Who is this course for?
If you in your daily work do any of these:

  1. Process data on a computer
  2. Adapt code and scripts from colleagues or peers
  3. Write code/scripts used by you, your colleagues or peers then this course is for you.

Objectives
In this course you will learn the practical skills and craftsmanship to increase your day-to-day research productivity and be able to produce scientific software with a high degree of compliance to modern research standards. After the course you should be able to

  1. Apply the widely used commandline interface/shell bash in your daily work.
  2. Apply the widely used version control system Git in your daily work.
  3. Understand concepts related to computational reproducibility and data management.

Format
Hands-on interactive three-day event with participatory live-coding, demos and presentations. The participants are encouraged to follow and run the same examples as shown during the course. The workshop will contain several smaller practical 5-10 minutes exercises and breaks.

Course structure
1. Day:

    • Introduction: why are we here?
    • Get efficient with the command line interface (shell: Linux (bash))
    • Be smart: using automatic testing (with examples in Matlab, R and Python)

2. Day:

    • Version Control with Git
    • What you need for your everyday work.
    • Advanced topics (continuous integration, pull request)

3. Day:

    • Get more out of your code: Computational Reproducibility
    • Show off your examples with Jupyter notebook
    • Get more out of your data: FAIR (findability, accessibility, interoperability, and reusability).
    • Work in practice: what IT resources are available to me?

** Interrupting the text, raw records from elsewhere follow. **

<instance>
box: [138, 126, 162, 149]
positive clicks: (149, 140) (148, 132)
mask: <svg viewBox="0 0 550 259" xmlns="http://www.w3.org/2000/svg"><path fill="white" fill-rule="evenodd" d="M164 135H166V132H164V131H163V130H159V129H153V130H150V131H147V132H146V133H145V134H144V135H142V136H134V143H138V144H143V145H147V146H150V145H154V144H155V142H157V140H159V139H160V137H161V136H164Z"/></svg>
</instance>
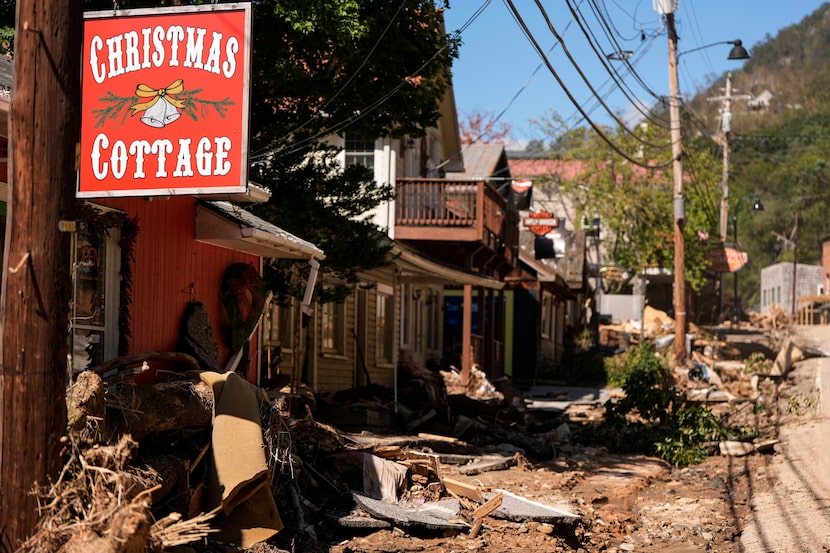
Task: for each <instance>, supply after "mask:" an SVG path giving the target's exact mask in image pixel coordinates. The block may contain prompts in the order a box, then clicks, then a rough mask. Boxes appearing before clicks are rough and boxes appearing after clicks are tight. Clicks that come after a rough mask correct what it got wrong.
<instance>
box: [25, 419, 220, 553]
mask: <svg viewBox="0 0 830 553" xmlns="http://www.w3.org/2000/svg"><path fill="white" fill-rule="evenodd" d="M65 444H66V450H65V451H66V455H67V461H66V464H65V465H64V468H63V470H62V471H61V473H60V475H59V476H58V479H57V481H56V482H54V483H53V484H52V485H51V486H45V487H43V488H41V489H39V490H38V492H37V493H38V499H39V504H40V507H39V511H40V515H41V518H40V522H39V523H38V526H37V528H36V529H35V532H34V533H33V534H32V536H31V537H30V538H29V539H28V540H26V542H25V543H23V545H22V546H21V547H20V549H19V551H21V552H23V553H51V552H55V551H62V552H66V553H80V552H89V551H97V552H99V553H121V552H125V553H126V552H141V551H148V552H161V551H163V550H164V549H165V548H166V547H171V546H173V545H179V544H185V543H190V542H193V541H196V540H199V539H202V538H203V537H205V536H207V535H208V533H209V532H211V529H210V528H209V526H208V525H207V521H208V520H210V519H211V518H212V517H213V516H214V513H208V514H205V515H201V516H200V517H196V518H194V519H190V520H186V521H182V520H181V516H180V515H179V514H178V513H172V514H171V515H168V516H166V517H164V518H163V519H161V520H159V521H154V518H153V514H152V511H151V506H152V497H151V496H152V493H153V491H154V490H156V489H157V488H158V487H159V486H160V480H161V479H160V478H159V475H158V474H157V473H156V472H155V471H153V470H151V469H141V468H136V467H133V466H131V461H133V459H134V458H135V454H136V451H137V448H138V444H137V443H136V442H135V441H134V440H133V439H132V438H131V437H130V436H123V437H121V439H120V440H119V441H118V442H117V443H115V444H112V445H107V446H103V445H99V444H95V443H92V442H90V441H88V440H84V439H83V438H81V437H80V435H79V434H73V435H72V436H71V437H69V438H66V439H65Z"/></svg>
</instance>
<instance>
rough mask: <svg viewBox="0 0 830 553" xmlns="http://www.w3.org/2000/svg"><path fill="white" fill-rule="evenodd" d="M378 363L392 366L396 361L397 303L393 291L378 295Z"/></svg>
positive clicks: (387, 291)
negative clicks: (394, 358)
mask: <svg viewBox="0 0 830 553" xmlns="http://www.w3.org/2000/svg"><path fill="white" fill-rule="evenodd" d="M376 319H377V323H376V326H377V362H378V364H390V363H392V362H393V361H394V359H393V355H394V348H395V324H394V322H395V303H394V297H393V295H392V290H388V291H387V290H383V291H382V290H381V289H380V286H379V287H378V293H377V313H376Z"/></svg>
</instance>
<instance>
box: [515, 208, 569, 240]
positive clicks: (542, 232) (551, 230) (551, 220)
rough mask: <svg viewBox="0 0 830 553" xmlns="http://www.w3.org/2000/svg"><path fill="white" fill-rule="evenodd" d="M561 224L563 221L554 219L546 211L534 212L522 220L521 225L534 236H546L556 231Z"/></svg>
mask: <svg viewBox="0 0 830 553" xmlns="http://www.w3.org/2000/svg"><path fill="white" fill-rule="evenodd" d="M563 222H564V219H560V218H559V217H554V216H553V214H551V213H548V212H546V211H536V212H534V213H531V214H530V215H528V216H527V217H525V218H524V219H522V224H523V225H524V226H525V227H526V228H528V229H530V232H532V233H533V234H535V235H536V236H545V235H547V234H548V233H549V232H550V231H552V230H554V229H558V228H559V226H560V224H562V223H563Z"/></svg>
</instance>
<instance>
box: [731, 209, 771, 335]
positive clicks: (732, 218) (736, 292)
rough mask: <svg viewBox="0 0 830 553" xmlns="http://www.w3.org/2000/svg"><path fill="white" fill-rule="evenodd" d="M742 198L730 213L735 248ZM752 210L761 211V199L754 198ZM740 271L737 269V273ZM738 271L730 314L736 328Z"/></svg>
mask: <svg viewBox="0 0 830 553" xmlns="http://www.w3.org/2000/svg"><path fill="white" fill-rule="evenodd" d="M742 199H743V197H741V198H738V202H737V203H736V204H735V211H733V212H732V236H733V238H734V239H735V248H738V208H739V207H740V206H741V200H742ZM752 210H753V211H763V210H764V204H762V203H761V198H758V197H756V198H755V201H754V202H753V203H752ZM739 270H740V269H738V271H739ZM738 271H735V278H734V280H733V281H732V284H733V286H734V289H733V291H732V296H733V301H734V303H735V305H734V310H733V312H732V324H733V325H734V326H737V325H738V323H740V322H741V311H742V309H741V299H740V297H738Z"/></svg>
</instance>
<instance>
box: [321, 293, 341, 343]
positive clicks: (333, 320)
mask: <svg viewBox="0 0 830 553" xmlns="http://www.w3.org/2000/svg"><path fill="white" fill-rule="evenodd" d="M322 312H323V339H322V346H323V353H328V354H331V355H345V354H346V304H345V303H343V302H329V303H324V304H323V308H322Z"/></svg>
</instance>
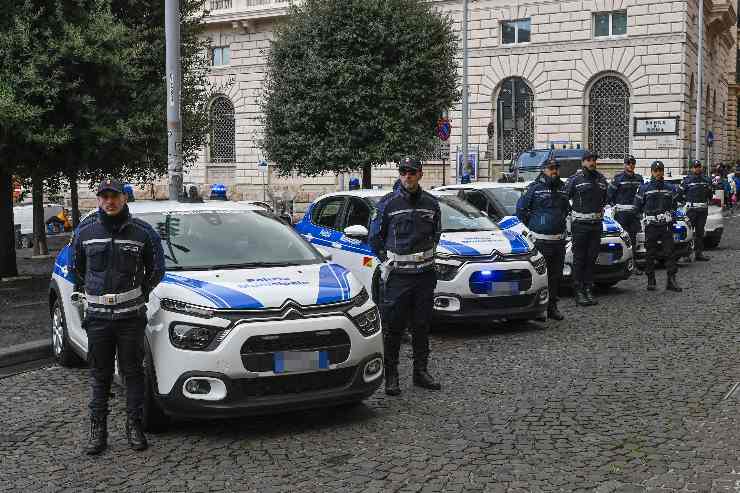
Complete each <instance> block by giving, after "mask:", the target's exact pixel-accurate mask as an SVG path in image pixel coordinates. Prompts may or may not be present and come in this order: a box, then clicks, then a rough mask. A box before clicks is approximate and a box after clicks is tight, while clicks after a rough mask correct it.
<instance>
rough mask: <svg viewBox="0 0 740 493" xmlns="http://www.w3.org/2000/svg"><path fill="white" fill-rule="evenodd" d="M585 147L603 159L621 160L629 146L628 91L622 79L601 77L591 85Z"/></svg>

We will not teach a specific programming language and will try to keep the presented material as language-independent as possible.

Prerequisites

  • You will need to bring a laptop with Linux / OS X / Windows.
  • You know the basics of a least one programming language. You can navigate your computer, locate files etc.
  • Read Wilson et. al. “Good enough practices in scientific computing” and start thinking about the presented ideas and to what extent it can be adapted in your work.
  • We will be using uCloud as a common platform for our experiments throughout the course. Please go to https://cloud.sdu.dk prior to the course and make sure you can log into the platform.
    Further instructions on using uCloud will be given in the course.
  • Should you wish to experiment with the demonstrated tools on your own computer, you will need the following:
    • Please install Git on your system: https://git-scm.com/
    • Please have a working installation of one of the following: Python3/Matlab/R.
      If you do not have any of these already, good starting points could be: Anaconda or RStudio.
  • Please make sure to have a GitHub account prior to the course: https://github.com/.

We expect that:

  • You actively participate and work on the examples and exercises.
  • You talk to your neighbors and help each other.
  • Ask for help if both you and your neighbors are stuck.

Course project
The course project will contain several elements from the course. Participants are presented with a default project, or can take on a project based on their existing work if they find this option suitable. The project will require additional work following the three course days.

ECTS: 2
Participants attending at least 80% of the course and submitting an acceptable course project receive credits.

Lecturers
Special consultants Thomas Arildsen, Tobias Lindstrøm Jensen, and a data management specialist.

Dates: 12, 26 September and 7 October 2022

Location: 9220 Aalborg Øst

12 September: Fredrik Bajers Vej 7G/5-109

26 September: Fredrik Bajers Vej 7C/2-209

7 October: Niels Jernes Vej 14/3-119

Deadline: 17 August 2022

Important information concerning PhD courses: We have over some time experienced problems with no-show for both project and general courses. It has now reached a point where we are forced to take action. Therefore, the Doctoral School has decided to introduce a no-show fee of DKK 3.000 for each course where the student does not show up. Cancellations are accepted no later than 2 weeks before start of the course. Registered illness is of course an acceptable reason for not showing up on those days. Furthermore, all courses open for registration approximately four months before start. This can hopefully also provide new students a chance to register for courses during the year. We look forward to your registrations.